# How R Calculates Infinite, Undefined, and Missing Values

Luckily, R can deal with data anomalies that confound some other statistical platforms. For instance, in some cases, you don’t have real values to calculate with. In most real-life data sets, in fact, at least a few values are missing. Also, some calculations have infinity as a result (such as dividing by zero) or can’t be carried out at all (such as taking the logarithm of a negative value).

## How R defines infinity

To start exploring infinity in R, see what happens when you try to divide by zero:

> 2/0 [1] Inf

R correctly tells you the result is Inf, or infinity. Negative infinity is shown as -Inf. You can use Inf just as you use a real number in calculations:

> 4 - Inf [1] -Inf

To check whether a value is finite, use the functions is.finite() and is.infinite(). The first function returns TRUE if the number is finite; the second one returns TRUE if the number is infinite.

R considers everything larger than the largest number a computer can hold to be infinity — on most machines, that’s approximately 1.8 × 10^{308}. This definition of infinity can lead to unexpected results, as shown in the following example:

> is.finite(10^(305:310)) [1] TRUE TRUE TRUE TRUE FALSE FALSE

What does this line of code mean now? See whether you understand the nesting and vectorization in this example. If you break up the line starting from the inner parentheses, it becomes comprehensible:

You know already that 305:310 gives you a vector, containing the integers from 305 to 310.

All operators are vectorized, so 10^(305:310) gives you a vector with the results of 10 to the power of 305, 306, 307, 308, 309, and 310.

That vector is given as an argument to is.finite(). That function tells you that the two last results — 10^308 and 10^309 — are infinite for R.

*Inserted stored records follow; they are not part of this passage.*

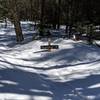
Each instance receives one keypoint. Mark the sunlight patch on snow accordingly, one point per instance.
(8, 82)
(42, 98)
(91, 97)
(12, 96)
(41, 91)
(94, 86)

## How R deals with undefined outcomes

Your math teacher probably explained that if you divide any real number by infinity, you get zero. But what if you divide infinity by infinity?

> Inf / Inf [1] NaN

Well, R tells you that the outcome is NaN. That result simply means *Not a Number.* This is R’s way of telling you that the outcome of that calculation is not defined.

The funny thing is that R actually considers NaN to be numeric, so you can use NaN in calculations. The outcome of those calculations is always NaN, though, as you see here:

> NaN + 4 [1] NaN

You can test whether a calculation results in NaN by using the is.nan() function. Note that both is.finite() and is.infinite() return FALSE when you’re testing on a NaN value.

## How R copes with missing values

One of the most common problems in statistics is incomplete data sets. To deal with missing values, R uses the reserved keyword NA, which stands for *Not Available.* You can use NA as a valid value, so you can assign it as a value as well:

> x <- NA

You have to take into account, however, that calculations with a value of NA also generally return NA as a result:

> x + 4 [1] NA > log(x) [1] NA

If you want to test whether a value is NA, you can use the is.na() function, as follows:

> is.na(x) [1] TRUE

Note that the is.na() function also returns TRUE if the value is NaN. The functions is.finite(), is.infinite(), and is.nan() return FALSE for NA values.

Function | Inf | –Inf | NaN | NA |
---|---|---|---|---|

is.finite() |
FALSE |
FALSE |
FALSE |
FALSE |

is.infinite() |
TRUE |
TRUE |
FALSE |
FALSE |

is.nan() |
FALSE |
FALSE |
TRUE |
FALSE |

is.na() |
FALSE |
FALSE |
TRUE |
TRUE |